Genetic Markers on the HTLV-1 p12IProtein Sequences from Brazilian HAM/TSP Patients and Asymptomatic HTLV-1 Carrier Isolates

Abstract

The human T cell leukemia/lymphotropic virus type-1 (HTLV-1) genome has approximately 9 kb and contains the pX region that codes for regulatory and accessory proteins.

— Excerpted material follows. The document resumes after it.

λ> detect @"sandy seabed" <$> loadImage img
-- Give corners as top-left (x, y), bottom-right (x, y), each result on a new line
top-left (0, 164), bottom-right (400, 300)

The pX ORF-I encodes for the p¹² protein, a 99 aa peptide, which presents several functional putative domains, such as leucine zipper motifs, SH3- binding motifs, and a dileucine motif, p12^I. Also, a rare p12^IK88 allele was found mainly in HTLV-1-associated myelopathy/tropical spastic paraparesis (HAM/TSP) patients, suggesting it is a marker of pathogenesis, although recent studies showed p12^IK in asymptomatic HTLV-1 carriers. To extend the observations on p12^I motifs, we sequenced 26 p12^I from HAM/TSP patients and asymptomatic HTLV-1 carriers. Amino acid analysis of 48 p12^I motifs demonstrated the presence of several alleles, but the allelic variation, including p12IK, was not prevalent in HAM/TSP isolates. Nonetheless, some genetic markers were recognized in association with isolates from HTLV-1a subgroup B and Brazilian HTLV-1aA strains.